Be Grateful it Didn’t Work Out

“Be grateful that certain things didn’t work out. Sometimes you don’t even know what you’re being protected from or where you’re being guided to in the midst of chaos. That’s why you just have to trust that greater things are aligning for you. Let go gracefully.”
I really don’t like it when things I want to work out…don’t work out.
I’m a planner by nature, so if I get to the point of something working out, chances are it’s going to. Of course, there have been exceptions to this, but I rationalized it by downplaying them, telling myself it/they didn’t really matter, whatever will be, will be, etc.
There has been the very rare occasion where something I deeply wanted to work out, didn’t. And no amount of downplaying or telling myself it didn’t matter worked. Because I’d wanted it to happen so much, felt it deep in my soul, and believed with everything it would, and it just fucking didn’t.
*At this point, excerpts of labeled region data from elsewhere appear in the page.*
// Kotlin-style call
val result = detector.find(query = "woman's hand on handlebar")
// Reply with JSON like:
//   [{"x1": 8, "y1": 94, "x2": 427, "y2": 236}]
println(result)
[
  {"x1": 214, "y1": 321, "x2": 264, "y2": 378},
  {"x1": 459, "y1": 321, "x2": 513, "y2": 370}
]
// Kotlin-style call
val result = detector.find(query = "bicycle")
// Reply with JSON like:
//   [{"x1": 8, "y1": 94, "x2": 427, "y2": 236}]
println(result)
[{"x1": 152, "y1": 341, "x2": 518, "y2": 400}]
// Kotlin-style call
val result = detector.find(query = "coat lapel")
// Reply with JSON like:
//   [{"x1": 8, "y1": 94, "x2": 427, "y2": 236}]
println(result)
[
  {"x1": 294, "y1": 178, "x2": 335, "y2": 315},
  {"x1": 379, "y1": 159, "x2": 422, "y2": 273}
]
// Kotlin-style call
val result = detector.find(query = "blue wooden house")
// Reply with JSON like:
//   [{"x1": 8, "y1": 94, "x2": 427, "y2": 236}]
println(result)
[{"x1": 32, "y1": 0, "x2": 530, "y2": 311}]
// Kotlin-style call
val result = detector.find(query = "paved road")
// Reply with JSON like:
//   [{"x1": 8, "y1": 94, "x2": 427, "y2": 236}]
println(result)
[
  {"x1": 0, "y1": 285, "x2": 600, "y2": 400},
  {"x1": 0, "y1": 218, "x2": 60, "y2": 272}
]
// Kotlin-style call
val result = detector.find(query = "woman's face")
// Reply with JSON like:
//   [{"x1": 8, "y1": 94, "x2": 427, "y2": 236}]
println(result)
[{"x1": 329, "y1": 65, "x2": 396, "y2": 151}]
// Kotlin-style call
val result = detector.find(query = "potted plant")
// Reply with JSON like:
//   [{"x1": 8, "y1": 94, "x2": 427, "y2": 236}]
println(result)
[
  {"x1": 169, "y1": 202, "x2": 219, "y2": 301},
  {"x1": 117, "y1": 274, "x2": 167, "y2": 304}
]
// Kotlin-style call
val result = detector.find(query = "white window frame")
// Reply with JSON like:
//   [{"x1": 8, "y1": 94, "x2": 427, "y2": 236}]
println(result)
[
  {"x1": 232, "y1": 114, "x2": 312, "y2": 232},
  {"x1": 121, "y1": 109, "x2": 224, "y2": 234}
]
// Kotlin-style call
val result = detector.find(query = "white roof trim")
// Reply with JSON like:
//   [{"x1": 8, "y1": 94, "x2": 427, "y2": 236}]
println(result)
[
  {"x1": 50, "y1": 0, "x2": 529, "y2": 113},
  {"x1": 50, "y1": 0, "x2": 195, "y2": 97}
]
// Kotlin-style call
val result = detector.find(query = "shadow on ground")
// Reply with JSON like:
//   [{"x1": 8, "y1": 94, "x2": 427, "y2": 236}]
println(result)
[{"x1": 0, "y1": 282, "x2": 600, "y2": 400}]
Which is still a function of how we can learn from our experiences and how little in control we really are of things outside ourselves, but please, all. That sounds like a bunch of airy-fairy bullshit when the disappointment and devastation is hitting us full-on in the face and we are doing all we can to reach ourselves around it and see something, anything, that is working, in spite of the shrapnel hitting our vulnerable and exposed bits any place it can.
One example was the end of my “being a French professor” dream. I wanted so badly to become a French professor and teach in the small liberal arts college that I’d attended, and got so far as to start a PhD program. I was so close! And then, by my own hand, I decided to leave the program for reasons I’m still not sure I can adequately articulate today. Mostly your typical, run-of-the-mill, imposter syndrome/fear of not being good or deserving enough/getting so close to finally achieving your dream and freaking out type of stuff, but the despair and sadness ran soul deep on this one and I was adrift for quite a while afterwards. Of course now, I can look back and be grateful because girlfriend is not the kind of personality to sit in some stuffy academic department with a bunch of overly-intellectual, socially-stunted types who spent their entire lives researching an obscure poet from the Moyen Age where everyone spoke in Old French, and — yes, you’re asking the right question — does it even matter that anyone can read/speak Old French? To which you can only answer, Fuck no!! It doesn’t matter at’all!! We speak modern-day French, dingleberry! Because I, like all good French graduate students do, bought the modern version of the book so we could understand what exactly the fuck was going on!! OK, OK, I digress…
Fast forward many years from this example, and I may be — OK, I totally am — up against another one of these rare occasions of something not working out that I really wanted to. En plus, I had a defining moment this week that showed me it’s time to go. Because I’m a lot more aware, both of self and surroundings than I was in Example 1 above, I’ve seen many warning signs happen over the past 6 months or so that clued me into the fact that what I’d originally based my thinking and my decision on are simply not there anymore. Lots of change, lots of ambiguity, lots of resistance, lots of yucky reactions all around. It’s hard to see happen, and even harder for me to see something I’ve invested so much of my time, energy, and effort into go into a tailspin, in spite of knowing it didn’t have to be that way. And yet it is, so maybe it just did.
At this point in my life, I know that is it not my job to step in front of a speeding, out-of-control train in an attempt to save…what? Certainly not it. It’s a speeding, out-of-control train. I’m not going to save myself. I’m ending the week marginally better than the beginning, where I was horizontal for two days, with a fever, no appetite, chills and sweats, my energy and health finally spent by getting dangerously close to the edge of that speeding train. Thankfully, I remembered that the train station was a great place for getting food, going pottie, checking my master schedule, spending some time with a good book and reflecting on how grand life can really be, especially if we allow ourselves to be grateful for what didn’t happen, and trust that something amazing is on its way to us, even if we can’t see it quite yet.